VoIP is shorthand for a telecommunication technology called Voice over Internet Protocol, and it’s a modern alternative to traditional phones. For a century or so, landline telephone systems have carried voice data over a network called the public switched telephone network (PTSN). VoIP, on the other hand, allows voice calls to be transmitted over the internet. Your VoIP phone is simply a node on the internet with an IP address, much like your desktop computer.
Although VoIP phones work over the internet, they behave almost exactly the same as traditional landline phones – they use area codes and phone numbers, not usernames or passcodes.

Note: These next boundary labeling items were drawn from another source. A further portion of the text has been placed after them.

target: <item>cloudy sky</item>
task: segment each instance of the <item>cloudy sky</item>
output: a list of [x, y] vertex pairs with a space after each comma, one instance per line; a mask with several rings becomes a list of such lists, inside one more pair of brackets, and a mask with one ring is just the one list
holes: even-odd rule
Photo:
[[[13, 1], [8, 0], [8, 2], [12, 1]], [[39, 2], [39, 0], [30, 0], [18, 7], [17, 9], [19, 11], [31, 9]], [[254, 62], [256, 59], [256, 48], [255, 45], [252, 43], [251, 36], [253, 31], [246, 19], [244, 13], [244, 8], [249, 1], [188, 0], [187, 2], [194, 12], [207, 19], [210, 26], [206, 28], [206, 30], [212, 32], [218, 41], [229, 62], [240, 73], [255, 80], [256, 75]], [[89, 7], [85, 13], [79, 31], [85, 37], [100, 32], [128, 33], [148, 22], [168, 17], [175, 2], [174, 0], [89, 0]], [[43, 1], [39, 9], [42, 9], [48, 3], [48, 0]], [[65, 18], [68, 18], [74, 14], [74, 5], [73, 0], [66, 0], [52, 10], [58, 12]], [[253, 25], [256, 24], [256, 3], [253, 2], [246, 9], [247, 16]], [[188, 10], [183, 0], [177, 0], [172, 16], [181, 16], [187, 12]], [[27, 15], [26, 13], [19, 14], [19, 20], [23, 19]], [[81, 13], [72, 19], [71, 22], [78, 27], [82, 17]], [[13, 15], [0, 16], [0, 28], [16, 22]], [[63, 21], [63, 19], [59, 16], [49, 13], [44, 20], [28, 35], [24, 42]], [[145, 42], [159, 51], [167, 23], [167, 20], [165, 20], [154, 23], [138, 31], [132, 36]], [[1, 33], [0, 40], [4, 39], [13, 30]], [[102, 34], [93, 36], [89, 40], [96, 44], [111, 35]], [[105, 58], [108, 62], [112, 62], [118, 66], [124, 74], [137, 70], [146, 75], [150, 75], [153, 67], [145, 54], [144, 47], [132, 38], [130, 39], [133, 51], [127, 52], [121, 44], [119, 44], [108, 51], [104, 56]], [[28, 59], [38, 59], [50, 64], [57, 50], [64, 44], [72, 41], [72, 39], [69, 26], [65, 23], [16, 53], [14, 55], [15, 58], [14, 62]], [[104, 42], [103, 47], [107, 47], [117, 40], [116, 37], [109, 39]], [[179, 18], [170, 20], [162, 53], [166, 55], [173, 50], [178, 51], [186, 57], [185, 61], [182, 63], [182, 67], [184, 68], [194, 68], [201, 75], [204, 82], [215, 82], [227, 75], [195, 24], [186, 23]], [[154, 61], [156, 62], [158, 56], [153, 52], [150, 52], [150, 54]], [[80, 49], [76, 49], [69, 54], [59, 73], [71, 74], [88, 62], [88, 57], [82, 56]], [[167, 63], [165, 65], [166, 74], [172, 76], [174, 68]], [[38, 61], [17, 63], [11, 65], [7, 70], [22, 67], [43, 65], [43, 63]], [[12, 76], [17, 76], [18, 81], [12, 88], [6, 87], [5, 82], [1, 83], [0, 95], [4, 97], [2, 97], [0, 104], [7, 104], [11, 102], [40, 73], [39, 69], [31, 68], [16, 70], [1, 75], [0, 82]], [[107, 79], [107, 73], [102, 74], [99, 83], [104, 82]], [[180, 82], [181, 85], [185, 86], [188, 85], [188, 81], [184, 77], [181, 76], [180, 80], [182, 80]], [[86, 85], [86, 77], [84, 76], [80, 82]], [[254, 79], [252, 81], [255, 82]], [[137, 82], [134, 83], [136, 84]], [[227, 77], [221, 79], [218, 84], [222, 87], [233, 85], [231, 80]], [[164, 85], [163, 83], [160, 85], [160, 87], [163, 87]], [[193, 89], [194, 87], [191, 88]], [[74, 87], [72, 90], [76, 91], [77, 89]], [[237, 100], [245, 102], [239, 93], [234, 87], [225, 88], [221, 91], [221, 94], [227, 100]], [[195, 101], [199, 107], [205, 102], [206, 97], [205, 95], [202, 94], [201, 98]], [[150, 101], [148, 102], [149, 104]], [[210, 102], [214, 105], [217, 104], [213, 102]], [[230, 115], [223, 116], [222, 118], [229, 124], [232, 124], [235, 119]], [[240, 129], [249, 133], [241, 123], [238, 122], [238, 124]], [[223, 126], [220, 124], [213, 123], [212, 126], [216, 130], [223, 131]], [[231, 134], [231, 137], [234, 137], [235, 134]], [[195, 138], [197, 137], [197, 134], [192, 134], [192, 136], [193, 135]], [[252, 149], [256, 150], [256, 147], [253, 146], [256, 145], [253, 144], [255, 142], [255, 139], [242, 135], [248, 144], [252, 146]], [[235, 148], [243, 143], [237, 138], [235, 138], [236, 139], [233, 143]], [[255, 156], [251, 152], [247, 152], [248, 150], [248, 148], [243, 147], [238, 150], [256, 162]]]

It’s also worth noting that even though your smartphone is an internet device and uses the cellular network to connect to the internet, phone calls you make with your voice plan are not VoIP – instead, cellular calls are transmitted using the voice cellular network. This is why most plans track voice and internet data usage separately.
How VoIP works
To use Voice over IP, you generally need a dedicated VoIP desktop phone (usually called an IP phone) which, instead of plugging into a phone jack, connects to the internet – usually by plugging into an internet router with an Ethernet cable or another form of high-speed internet connection.
To enable the phone, you need to subscribe to a service plan with a VoIP service provider. Generally, businesses have VoIP accounts which are substantially less expensive than traditional landline phone plans.
When you dial a phone number using a VoIP phone, the phone sends packets of data to the internet, which is transmitted much like any other kind of internet data. The VoIP service provider sends the data from your phone to the phone that was dialed, where the data arrived and is turned back into audio information.